问题描述
给出一个数据框:
+---+-----------+---------+-------+------------+
| id| score|tx_amount|isValid| greeting|
+---+-----------+---------+-------+------------+
| 1| 0.2| 23.78| true| hello_world|
| 2| 0.6| 12.41| false|byebye_world|
+---+-----------+---------+-------+------------+
我想使用输入数据框的类型将这些列分解为名为"col_value"的行.
I want to explode these columns into a Row named "col_value" using the types of the input Dataframe.
df.dtypes
[('id', 'int'), ('model_score', 'double'), ('tx_amount', 'double'), ('isValid', 'boolean'), ('greeting', 'string')]
预期输出:
+---+------------+--------+---------+----------+-------+---------+
| id| col_value|is_score|is_amount|is_boolean|is_text|col_name |
+---+------------+--------+---------+----------+-------+---------+
| 1| 0.2| Y| N| N| N|score |
| 1| 23.78| N| Y| N| N|tx_amount|
| 1| true| N| N| Y| N|isValid |
| 1| hello_world| N| N| N| Y|greeting |
| 2| 0.6| Y| N| N| N|score |
| 2| 12.41| N| Y| N| N|tx_amount|
| 2| false| N| N| Y| N|isValid |
| 2|byebye_world| N| N| N| Y|greeting |
+---+------------+--------+---------+----------+-------+---------+
到目前为止我所拥有的:
What I have so far:
df.withColumn("cols", F.explode(F.arrays_zip(F.array("score", "tx_amount", "isValid", "greeting")))) \
.select("id", F.col("cols.*")) \
...
但是当我尝试压缩要在爆炸中使用的cols时,它给出了有关类型的错误:
But it gives an error about types when I try to zip the cols to use in the explode:
pyspark.sql.utils.AnalysisException: "cannot resolve 'array(`id`, `model_score`, `tx_amount`, `isValid`, `greeting`)' due to data type mismatch: input to function array should all be the same type, but it's [int, double, double, boolean, string]
当输入列的类型可以全部不同时,该怎么办?
How can I do this when the types of the input columns can be all different?
推荐答案
示例数据框:
Sample DataFrame:
df.show()
df.printSchema()
+---+-----------+---------+-------+------------+
| id|model_score|tx_amount|isValid| greeting|
+---+-----------+---------+-------+------------+
| 1| 0.2| 23.78| true| hello_world|
| 2| 0.6| 12.41| false|byebye_world|
+---+-----------+---------+-------+------------+
root
|-- id: integer (nullable = true)
|-- model_score: double (nullable = true)
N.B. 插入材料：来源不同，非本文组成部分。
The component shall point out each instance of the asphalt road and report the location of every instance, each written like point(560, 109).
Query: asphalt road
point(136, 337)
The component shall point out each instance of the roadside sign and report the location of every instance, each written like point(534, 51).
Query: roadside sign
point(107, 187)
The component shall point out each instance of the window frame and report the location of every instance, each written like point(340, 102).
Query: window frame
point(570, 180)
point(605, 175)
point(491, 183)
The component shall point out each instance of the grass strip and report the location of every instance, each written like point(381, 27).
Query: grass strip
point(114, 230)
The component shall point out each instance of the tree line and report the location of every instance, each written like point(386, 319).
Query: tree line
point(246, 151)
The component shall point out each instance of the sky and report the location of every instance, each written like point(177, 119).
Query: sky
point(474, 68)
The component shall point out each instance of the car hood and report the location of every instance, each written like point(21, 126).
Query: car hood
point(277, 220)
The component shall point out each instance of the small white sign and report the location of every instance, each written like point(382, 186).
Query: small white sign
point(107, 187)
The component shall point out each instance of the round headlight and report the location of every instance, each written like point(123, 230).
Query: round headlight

|-- tx_amount: double (nullable = true)
|-- isValid: boolean (nullable = true)
|-- greeting: string (nullable = true)
我试图使它对列的任何输入保持动态.它将采用 df.dtypes [1:]
中的类型,因为 id
中不包含 col_value
,这就是为什么 跳过(1:)
的原因. Array
在其中仅接受 相同类型
,这就是为什么我们将所有列转换为字符串的原因,然后再应用逻辑.我认为它应该适合您的用例.您可以从此处构建 Y/N
列.
I tried to keep it dynamic for any input of columns. It will take type from df.dtypes[1:]
because id
is not included in col_value
that is why skipping it(1:)
. Array
only accepts same type
in it, thats why we will convert all cols to string before applying the logic. I think it should work for your use case. You can build your Y/N
cols from here.
df.select([F.col(c).cast("string") for c in df.columns])\
.withColumn("cols", F.explode(F.arrays_zip(F.array([F.array(x[0],F.lit(x[1]),F.lit(x[0]))\
for x in df.dtypes[1:]]))))\
.select("id", F.col("cols.*")).withColumn("col_value", F.element_at("0",1))\
.withColumn("col_type", F.element_at("0",2))\
.withColumn("col_name", F.element_at("0",3)).drop("0").show()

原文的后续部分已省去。